Untuk kemudian membisik pada setiap detik yang telah lalu, hapuskan air matamu. Lupakan rasa bencimu. Lepaskan segala sayang yang membunuhmu. Hapuskan segala rindu yang membuat kau runtuh. Rengkuh aku, tak perlu memeluk takut yang melemahkan kau. Janganlah kau cemaskan yang akan hilang itu. Genggam orang-orang yang menyayangimu, dan lakukan yang terbaik untuknya.
 Karena jika kau tahu, detik yang telah lalu itu tak pernah terputus. Sedetik pun, tidak. Segalanya terpilin menjadi untaian memori yang tak ada kuasa apapun yang dapat merubahnya. Akan terus menjadi seperti itu. Pada detik yang kau gunakan untuk menangis, maka akan tertulis sebagai detik yang kau gunakan untuk menangis. Pada detik yang kau gunakan untuk menyayangi, maka akan tertulis sebagai detik yang kau gunakan untuk menyayangi. Pun pada setiap detik yang kau gunakan untuk membenci, menyakiti, menyesal, bersedih. Tak akan berubah meski satu detik.
Ingin aku lakukan perjalanan bagi setiap detik yang telah lalu, tak peduli seberapa jauh detik itu. Ingin aku menghapuskan apa yang membuat kelopak mataku tak mau terpejam malam ini. Ingin aku menenggelamkannya dalam peluk erat agar luka itu hilang. Agar rindu itu tak perlu lagi berputar ribuan kali dalam sanubari.  Agar dadaku tak lagi terasa penuh. Supaya segalanya terasa baik-baik saja, tak perlu lagi sayu pada pilu yang berjatuhan kala aku memutar film tentang detik yang telah lalu.
Tapi tak ada kuasa apapun yang dapat merubahnya.
Nafasku terbuang. Aku hanya sanggup memeluk diriku sendiri, seolah tengah merengkuh detik yang telah lalu.
Atau aku hanya perlu melepaskannya.
Aku terduduk pada detik ini. Memandangi kaca yang terpaku pada dinding kamarku. Menarik nafas pada detik selanjutnya. Memandangi bola mata yang kugunakan sebagai kaleidoskop ketika merekam detik yang telah lalu. Menterjemahkan segala memori yang ada.

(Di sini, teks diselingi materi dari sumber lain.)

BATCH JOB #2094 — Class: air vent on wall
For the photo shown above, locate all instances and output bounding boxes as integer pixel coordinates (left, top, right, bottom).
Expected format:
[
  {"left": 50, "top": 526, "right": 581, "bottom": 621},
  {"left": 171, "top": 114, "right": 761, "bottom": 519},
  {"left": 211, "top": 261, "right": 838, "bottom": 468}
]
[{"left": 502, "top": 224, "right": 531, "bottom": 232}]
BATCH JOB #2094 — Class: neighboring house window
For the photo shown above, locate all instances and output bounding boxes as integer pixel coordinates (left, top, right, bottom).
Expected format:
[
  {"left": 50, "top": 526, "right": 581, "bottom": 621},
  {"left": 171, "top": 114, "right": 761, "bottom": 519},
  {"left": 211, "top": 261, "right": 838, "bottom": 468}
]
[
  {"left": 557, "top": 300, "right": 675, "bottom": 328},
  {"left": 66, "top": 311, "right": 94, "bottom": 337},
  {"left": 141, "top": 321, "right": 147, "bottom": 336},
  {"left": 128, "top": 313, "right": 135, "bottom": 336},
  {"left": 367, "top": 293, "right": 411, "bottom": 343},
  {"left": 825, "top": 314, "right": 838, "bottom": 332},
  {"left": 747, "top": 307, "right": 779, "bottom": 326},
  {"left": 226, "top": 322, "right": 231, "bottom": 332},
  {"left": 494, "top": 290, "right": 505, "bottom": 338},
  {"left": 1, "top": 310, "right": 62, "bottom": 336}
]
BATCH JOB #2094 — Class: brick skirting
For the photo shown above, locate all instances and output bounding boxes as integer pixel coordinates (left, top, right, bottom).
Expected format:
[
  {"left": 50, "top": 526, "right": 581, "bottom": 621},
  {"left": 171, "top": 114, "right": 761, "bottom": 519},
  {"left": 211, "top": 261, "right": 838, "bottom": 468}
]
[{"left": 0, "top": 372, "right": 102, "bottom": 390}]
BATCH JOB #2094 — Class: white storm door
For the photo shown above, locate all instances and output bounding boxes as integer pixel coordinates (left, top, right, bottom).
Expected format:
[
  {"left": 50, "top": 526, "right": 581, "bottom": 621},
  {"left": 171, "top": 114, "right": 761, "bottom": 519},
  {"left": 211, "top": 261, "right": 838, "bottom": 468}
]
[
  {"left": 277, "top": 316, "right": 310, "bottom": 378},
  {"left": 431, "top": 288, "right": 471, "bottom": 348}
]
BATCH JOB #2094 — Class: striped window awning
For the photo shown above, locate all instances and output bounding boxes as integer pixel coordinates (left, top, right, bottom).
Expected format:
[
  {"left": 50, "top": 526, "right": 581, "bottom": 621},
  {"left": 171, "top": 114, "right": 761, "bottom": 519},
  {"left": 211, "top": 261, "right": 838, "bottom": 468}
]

Dan mataku, masih mata yang sama.
Aku sedang melewatkan detik yang sedang berlangsung. Dan sedetik lagi akan menjadi detik yang telah lalu.
Sedetik berlalu. Detik yang kugunakan untuk berpikir, memikirkan detik yang telah lalu. Ribuan detik yang telah lalu, yang tidak pernah hilang. Detik yang kugunakan dengan perasaan gundah. Dan bertambah terus, detik yang kugunakan dengan perasaan kacau bertambah banyak.
Kurasa cukup. Mungkin aku memang harus melepaskannya. Pada detik yang telah lalu itu, aku hanya perlu memaafkannya. Mungkin segalanya takkan termaafkan dalam waktu sedetik saja. Namun setidaknya, pada detik selanjutnya setelah detik ini, segalanya akan tertulis sebagai detik yang kugunakan untuk memaafkan apa yang telah tertulis pada detik yang telah lalu.
Dan pada detik yang akan datang, aku tak tahu. Benar-benar tak tahu. Kuharap segalanya baik-baik saja.